U.S. Federal Aviation Administration (FAA) in Jan 2023 announced new details on the cause of the Notice to Air Mission (NOTAM) system outage, which caused the delay or cancellation of more than 8,400 flights earlier that month.
The FAA announced that a contractor “deleted files while working to correct synchronization between the live primary database and a backup database.”
This reminded me of a case study I had read recently in the book
“Release It! Design and Deploy Production-ready Software” by Michael Nygard.
Interestingly the case study involved an airline and a database.
The book in the section "Case Study: The Exception That
Grounded An Airline" talks about how a tiny programming error starts the snowball rolling downhill.
In the post-mortem analysis of a major outage that occurred at an airline company, it was discovered that the root cause of the problem was a single uncaught SQLException in the code of a session bean.
The incident happened after a routine database failover and maintenance, and it caused all check-in kiosks and IVR servers to stop servicing requests at the same time.
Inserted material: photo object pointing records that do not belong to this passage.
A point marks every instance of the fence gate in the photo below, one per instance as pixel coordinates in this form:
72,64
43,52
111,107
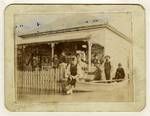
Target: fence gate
39,82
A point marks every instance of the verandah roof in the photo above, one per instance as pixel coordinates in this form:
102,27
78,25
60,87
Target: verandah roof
80,28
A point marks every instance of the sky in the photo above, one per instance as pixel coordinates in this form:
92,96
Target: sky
27,23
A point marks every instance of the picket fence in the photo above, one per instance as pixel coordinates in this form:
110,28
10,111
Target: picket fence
39,82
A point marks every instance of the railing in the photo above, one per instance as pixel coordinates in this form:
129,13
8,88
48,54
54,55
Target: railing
39,82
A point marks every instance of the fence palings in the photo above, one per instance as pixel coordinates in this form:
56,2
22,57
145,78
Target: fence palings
39,82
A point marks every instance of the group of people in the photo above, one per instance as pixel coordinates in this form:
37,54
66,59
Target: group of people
75,69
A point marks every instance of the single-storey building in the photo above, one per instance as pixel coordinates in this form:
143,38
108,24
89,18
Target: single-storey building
87,37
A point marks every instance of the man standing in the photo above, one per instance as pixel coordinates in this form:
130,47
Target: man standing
120,74
107,68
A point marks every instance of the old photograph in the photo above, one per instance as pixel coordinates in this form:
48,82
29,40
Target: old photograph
72,56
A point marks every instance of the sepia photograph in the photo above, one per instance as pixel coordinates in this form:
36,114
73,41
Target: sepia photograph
73,55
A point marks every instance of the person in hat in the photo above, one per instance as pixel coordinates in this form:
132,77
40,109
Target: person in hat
120,74
55,61
73,72
107,68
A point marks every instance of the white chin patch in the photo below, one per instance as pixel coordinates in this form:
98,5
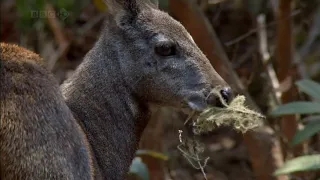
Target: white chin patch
197,106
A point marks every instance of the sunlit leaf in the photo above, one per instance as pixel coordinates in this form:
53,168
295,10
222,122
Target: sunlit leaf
152,154
308,131
302,163
311,118
299,107
309,87
100,5
139,169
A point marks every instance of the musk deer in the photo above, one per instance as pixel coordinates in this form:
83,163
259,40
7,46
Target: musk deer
39,138
143,58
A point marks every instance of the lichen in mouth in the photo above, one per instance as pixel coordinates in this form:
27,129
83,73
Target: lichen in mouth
235,115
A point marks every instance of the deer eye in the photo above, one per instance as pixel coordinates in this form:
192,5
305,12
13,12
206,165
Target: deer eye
165,50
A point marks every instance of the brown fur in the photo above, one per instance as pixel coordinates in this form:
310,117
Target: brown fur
110,94
39,138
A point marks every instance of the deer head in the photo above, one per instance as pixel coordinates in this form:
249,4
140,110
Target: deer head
159,60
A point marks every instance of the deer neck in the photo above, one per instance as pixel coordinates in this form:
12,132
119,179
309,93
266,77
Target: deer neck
107,110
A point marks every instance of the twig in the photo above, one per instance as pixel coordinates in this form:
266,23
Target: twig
305,49
253,31
263,48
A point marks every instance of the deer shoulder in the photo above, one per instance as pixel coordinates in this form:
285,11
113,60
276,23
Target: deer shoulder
40,139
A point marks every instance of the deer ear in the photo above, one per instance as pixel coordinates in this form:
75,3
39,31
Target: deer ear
122,7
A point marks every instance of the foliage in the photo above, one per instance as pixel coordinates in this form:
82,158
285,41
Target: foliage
308,162
32,12
303,163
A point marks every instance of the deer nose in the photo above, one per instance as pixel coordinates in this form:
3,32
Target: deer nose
226,94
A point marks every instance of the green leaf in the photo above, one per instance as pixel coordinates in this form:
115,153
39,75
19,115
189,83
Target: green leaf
152,154
309,87
139,168
311,118
308,131
302,163
299,107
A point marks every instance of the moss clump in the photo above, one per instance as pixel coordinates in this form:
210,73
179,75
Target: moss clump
235,115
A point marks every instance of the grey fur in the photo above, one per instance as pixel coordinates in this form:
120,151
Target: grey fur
111,91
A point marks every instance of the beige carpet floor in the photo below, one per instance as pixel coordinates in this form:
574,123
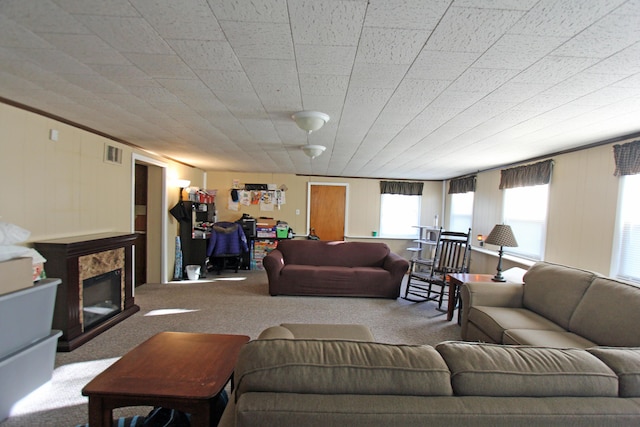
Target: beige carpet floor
230,303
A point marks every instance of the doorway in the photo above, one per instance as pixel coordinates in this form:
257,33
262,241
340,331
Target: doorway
327,208
149,219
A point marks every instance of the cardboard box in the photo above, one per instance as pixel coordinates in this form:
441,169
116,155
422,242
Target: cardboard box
16,274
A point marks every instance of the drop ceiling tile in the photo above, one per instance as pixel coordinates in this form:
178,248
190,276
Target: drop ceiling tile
98,7
126,34
471,30
191,20
405,14
242,104
162,66
206,54
518,51
41,16
155,94
390,46
57,62
94,83
235,81
251,11
335,23
270,70
498,4
86,48
329,104
411,97
317,84
16,36
563,18
278,98
440,65
380,76
260,40
606,37
624,62
554,69
629,82
482,79
325,59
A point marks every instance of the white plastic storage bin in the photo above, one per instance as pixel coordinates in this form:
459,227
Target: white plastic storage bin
26,370
29,313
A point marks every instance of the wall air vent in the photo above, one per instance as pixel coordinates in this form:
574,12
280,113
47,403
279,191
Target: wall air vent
112,154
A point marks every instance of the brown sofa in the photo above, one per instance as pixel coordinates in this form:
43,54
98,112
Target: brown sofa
337,268
557,306
340,378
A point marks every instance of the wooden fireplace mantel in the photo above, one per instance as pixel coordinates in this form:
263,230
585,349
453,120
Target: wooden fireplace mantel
75,258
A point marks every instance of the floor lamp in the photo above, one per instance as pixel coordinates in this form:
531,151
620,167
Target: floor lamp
502,236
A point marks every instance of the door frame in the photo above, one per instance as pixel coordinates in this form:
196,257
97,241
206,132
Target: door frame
139,158
346,203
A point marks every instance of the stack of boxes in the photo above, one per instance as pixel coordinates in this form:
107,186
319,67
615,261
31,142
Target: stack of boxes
264,242
27,343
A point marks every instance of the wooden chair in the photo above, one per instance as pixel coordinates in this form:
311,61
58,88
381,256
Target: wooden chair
452,256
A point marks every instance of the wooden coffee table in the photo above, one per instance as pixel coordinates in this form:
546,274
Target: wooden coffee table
178,370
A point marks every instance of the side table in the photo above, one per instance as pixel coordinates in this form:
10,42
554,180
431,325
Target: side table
180,370
513,275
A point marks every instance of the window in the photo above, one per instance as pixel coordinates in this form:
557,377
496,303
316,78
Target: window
398,215
525,210
461,211
627,247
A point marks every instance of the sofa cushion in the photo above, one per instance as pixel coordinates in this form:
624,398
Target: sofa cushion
545,338
625,362
554,291
493,321
495,370
340,367
335,253
608,314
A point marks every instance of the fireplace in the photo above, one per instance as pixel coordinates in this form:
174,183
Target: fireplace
101,298
97,284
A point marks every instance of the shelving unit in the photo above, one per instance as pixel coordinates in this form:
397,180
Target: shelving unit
194,234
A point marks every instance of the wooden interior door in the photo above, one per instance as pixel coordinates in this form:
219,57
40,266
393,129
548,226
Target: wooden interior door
327,208
140,223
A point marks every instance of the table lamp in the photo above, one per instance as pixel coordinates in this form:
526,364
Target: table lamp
502,236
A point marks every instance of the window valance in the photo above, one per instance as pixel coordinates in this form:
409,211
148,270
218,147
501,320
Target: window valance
627,158
401,187
527,175
462,185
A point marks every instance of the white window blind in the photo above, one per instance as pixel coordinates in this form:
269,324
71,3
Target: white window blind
398,215
628,233
461,211
525,210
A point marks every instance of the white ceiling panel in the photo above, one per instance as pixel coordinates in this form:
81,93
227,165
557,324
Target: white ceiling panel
414,89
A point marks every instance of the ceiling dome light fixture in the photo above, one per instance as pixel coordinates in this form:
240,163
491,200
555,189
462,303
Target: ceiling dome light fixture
313,151
310,121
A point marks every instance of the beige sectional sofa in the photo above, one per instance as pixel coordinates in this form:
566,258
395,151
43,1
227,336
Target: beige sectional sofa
344,379
557,306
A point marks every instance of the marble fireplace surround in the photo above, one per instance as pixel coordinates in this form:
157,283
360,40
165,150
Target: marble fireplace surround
93,265
74,259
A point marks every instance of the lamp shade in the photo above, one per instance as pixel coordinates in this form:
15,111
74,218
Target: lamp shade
313,151
501,235
310,121
183,183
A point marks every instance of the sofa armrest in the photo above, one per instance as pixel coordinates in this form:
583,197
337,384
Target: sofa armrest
273,264
397,265
488,294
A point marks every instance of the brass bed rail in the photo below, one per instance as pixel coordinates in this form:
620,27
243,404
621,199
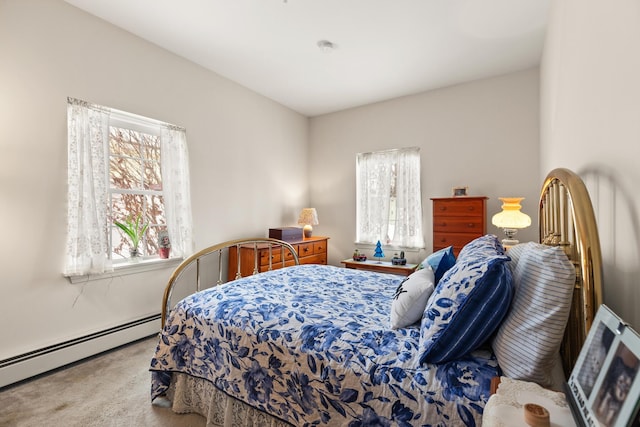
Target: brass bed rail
221,250
566,219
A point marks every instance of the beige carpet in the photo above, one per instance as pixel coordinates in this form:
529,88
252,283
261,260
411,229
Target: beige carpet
109,390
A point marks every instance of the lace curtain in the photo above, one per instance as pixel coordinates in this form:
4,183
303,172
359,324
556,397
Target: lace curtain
88,225
88,185
176,189
376,182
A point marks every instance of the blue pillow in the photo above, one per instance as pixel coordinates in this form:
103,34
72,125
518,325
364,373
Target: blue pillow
468,303
440,261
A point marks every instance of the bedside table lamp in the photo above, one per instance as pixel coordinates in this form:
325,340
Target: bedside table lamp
511,219
308,217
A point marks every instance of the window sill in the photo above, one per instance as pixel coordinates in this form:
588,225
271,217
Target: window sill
388,248
125,268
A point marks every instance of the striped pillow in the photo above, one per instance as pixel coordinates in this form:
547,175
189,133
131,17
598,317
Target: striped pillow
529,338
468,304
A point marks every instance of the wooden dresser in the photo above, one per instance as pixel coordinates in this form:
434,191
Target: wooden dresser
310,251
458,220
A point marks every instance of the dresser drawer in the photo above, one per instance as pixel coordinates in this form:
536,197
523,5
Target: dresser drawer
459,207
454,224
314,259
276,256
457,221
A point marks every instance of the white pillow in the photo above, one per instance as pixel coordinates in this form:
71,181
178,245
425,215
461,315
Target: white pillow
411,298
529,338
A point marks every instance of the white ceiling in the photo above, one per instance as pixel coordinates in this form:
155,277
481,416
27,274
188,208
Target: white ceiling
384,48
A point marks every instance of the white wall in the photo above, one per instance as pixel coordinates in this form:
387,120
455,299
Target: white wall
590,122
50,50
482,134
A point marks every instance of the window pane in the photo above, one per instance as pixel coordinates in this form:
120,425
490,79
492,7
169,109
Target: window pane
152,176
125,173
155,210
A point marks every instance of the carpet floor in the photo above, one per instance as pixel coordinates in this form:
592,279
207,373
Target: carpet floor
112,389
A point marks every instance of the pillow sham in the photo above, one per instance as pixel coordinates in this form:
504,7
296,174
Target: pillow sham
529,339
439,261
411,298
468,304
514,252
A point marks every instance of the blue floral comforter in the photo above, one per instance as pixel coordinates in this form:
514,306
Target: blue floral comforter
312,345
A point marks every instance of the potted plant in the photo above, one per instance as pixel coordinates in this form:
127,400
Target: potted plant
135,231
164,244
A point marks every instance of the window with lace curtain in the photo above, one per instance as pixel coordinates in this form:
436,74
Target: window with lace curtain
123,167
389,201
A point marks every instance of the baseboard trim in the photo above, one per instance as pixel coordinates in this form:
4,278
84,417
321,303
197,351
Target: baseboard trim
33,363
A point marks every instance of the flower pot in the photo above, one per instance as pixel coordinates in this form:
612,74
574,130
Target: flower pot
134,255
164,252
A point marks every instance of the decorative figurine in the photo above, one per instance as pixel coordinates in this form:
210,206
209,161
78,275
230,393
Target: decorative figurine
378,252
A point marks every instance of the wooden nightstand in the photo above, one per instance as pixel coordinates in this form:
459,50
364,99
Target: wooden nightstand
506,407
380,266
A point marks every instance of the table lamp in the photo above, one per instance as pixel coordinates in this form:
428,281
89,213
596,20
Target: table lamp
511,219
308,217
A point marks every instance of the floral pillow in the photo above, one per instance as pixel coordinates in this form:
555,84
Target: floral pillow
468,303
439,261
411,298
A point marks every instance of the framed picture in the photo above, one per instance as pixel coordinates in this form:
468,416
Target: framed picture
459,191
604,386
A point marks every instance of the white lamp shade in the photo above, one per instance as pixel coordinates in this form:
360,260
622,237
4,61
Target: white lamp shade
511,217
308,216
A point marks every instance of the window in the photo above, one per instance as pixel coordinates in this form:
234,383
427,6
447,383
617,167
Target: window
389,205
123,167
135,186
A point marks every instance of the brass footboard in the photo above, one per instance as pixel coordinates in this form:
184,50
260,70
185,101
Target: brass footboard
275,250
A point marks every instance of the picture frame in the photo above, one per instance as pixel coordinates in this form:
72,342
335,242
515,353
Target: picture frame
459,191
604,386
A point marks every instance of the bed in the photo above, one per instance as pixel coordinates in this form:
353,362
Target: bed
314,345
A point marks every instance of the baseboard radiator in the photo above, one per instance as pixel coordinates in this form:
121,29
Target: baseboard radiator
33,363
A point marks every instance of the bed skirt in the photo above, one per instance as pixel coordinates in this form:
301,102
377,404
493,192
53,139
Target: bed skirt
196,395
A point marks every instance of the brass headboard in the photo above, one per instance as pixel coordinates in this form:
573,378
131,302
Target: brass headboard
566,219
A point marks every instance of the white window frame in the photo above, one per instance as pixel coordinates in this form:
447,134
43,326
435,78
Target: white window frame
89,250
375,204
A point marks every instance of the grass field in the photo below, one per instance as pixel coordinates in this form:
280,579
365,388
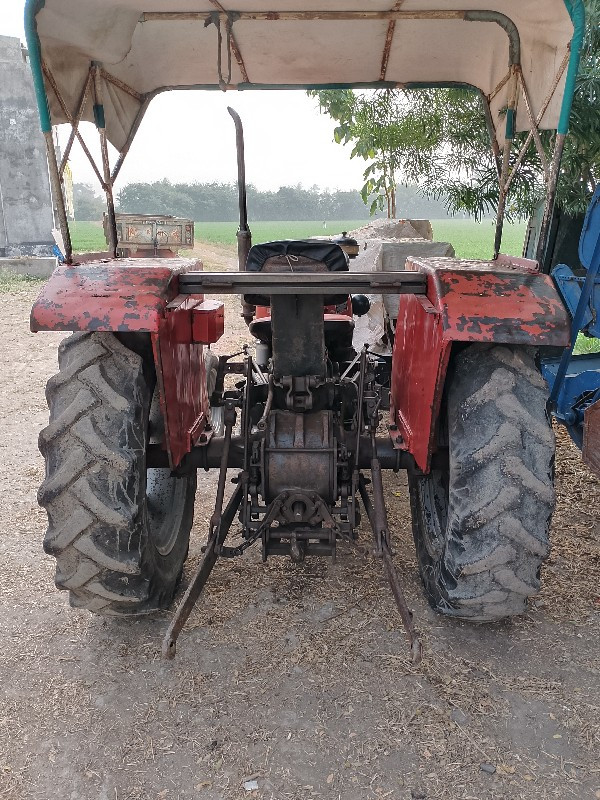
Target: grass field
470,239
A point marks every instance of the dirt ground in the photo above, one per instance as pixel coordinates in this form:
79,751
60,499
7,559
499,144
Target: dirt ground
293,677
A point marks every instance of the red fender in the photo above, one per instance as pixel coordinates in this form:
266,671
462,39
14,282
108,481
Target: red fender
141,295
505,301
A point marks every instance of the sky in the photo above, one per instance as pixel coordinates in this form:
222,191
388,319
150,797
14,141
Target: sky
189,136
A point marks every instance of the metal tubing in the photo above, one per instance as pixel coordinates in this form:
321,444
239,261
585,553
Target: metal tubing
69,117
378,520
288,283
506,24
508,139
75,123
108,187
327,16
58,196
198,582
244,235
544,236
489,123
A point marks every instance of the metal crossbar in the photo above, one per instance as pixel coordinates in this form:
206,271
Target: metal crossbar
269,283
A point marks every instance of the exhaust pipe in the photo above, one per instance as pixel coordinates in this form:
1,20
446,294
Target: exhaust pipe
244,235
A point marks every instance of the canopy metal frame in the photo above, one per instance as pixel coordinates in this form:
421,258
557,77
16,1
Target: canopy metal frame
228,49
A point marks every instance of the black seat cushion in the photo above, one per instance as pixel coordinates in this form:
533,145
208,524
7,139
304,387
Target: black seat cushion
287,255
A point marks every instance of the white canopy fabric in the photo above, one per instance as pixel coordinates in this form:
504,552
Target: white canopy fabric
146,55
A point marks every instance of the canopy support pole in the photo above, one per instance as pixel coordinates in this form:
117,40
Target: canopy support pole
489,122
75,123
58,197
71,121
108,185
511,113
577,13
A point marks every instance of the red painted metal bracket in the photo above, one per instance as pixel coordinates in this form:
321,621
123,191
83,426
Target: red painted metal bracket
506,301
141,295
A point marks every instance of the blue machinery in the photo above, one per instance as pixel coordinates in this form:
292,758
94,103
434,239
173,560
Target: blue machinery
575,380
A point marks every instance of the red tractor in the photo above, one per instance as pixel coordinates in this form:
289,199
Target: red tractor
140,402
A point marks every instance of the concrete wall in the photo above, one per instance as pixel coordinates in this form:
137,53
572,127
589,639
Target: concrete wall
25,205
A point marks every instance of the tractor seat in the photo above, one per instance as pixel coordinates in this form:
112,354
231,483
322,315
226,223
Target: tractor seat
291,255
302,255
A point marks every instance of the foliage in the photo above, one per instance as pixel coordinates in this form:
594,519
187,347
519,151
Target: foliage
214,202
88,206
469,239
437,138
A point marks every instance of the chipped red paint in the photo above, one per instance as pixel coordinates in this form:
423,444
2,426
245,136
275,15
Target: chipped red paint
141,295
182,380
467,301
208,322
124,295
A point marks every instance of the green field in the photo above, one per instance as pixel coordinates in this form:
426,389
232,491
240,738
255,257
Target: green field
470,239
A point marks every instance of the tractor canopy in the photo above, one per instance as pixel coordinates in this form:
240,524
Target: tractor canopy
143,47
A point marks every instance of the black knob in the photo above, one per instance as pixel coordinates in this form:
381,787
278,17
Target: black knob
360,304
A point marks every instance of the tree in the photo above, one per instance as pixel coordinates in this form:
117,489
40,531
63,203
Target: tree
437,138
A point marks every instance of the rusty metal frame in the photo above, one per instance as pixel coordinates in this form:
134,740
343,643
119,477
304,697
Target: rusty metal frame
506,176
224,19
93,88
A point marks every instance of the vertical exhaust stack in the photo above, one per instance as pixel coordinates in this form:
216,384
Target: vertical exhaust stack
244,235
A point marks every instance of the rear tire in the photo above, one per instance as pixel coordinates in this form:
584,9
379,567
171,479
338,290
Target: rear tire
482,528
119,532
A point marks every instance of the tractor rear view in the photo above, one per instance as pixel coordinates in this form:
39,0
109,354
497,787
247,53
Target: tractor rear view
306,417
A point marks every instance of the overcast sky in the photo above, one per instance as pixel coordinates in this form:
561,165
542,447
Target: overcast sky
189,136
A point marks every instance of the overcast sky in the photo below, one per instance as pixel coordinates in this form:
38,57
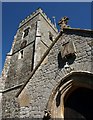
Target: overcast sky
79,14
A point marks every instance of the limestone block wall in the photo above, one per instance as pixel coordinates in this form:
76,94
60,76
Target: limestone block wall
48,75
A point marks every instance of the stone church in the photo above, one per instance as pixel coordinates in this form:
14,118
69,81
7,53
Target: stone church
48,74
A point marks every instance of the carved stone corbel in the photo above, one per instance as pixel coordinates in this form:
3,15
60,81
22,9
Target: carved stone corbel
47,115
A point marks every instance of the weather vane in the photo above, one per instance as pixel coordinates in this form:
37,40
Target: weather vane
54,20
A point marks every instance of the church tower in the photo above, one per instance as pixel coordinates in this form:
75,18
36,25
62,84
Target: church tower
34,35
48,74
30,42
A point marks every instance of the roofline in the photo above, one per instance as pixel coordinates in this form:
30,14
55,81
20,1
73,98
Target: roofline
82,32
34,14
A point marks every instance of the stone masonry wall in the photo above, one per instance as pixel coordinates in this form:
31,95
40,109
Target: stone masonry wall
47,76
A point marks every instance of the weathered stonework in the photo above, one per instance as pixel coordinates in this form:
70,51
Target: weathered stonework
52,77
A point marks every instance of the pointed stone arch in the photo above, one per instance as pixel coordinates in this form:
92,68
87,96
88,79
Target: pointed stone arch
64,88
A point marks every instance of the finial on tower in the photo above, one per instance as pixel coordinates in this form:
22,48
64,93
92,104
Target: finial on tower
63,22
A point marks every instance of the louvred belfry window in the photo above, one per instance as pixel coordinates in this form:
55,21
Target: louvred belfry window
26,31
67,49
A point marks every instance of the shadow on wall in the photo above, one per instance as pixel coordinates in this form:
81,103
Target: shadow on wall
62,61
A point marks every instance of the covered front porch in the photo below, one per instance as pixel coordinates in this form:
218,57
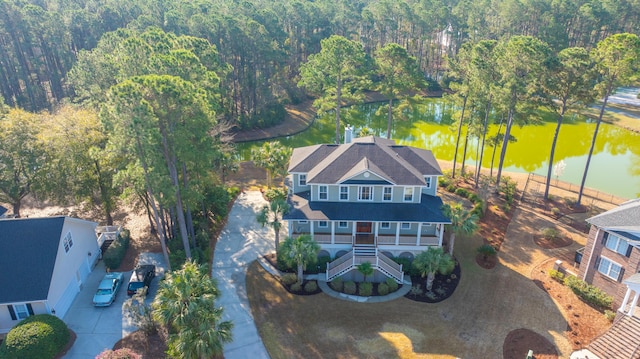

Through investigating the thread dumps, log files, and configurations of the servers, it was determined that the problem was caused by a resource leak in the connection pool of the application server.
The leak was caused by a failure to handle SQLException when closing a JDBC statement, which resulted in the exhaustion of the resource pool and the blocking of all future calls to connectionPool.getConnection().
This incident serves as a reminder of the importance of proper handling of exceptions in code, and the potential consequences of a seemingly small oversight.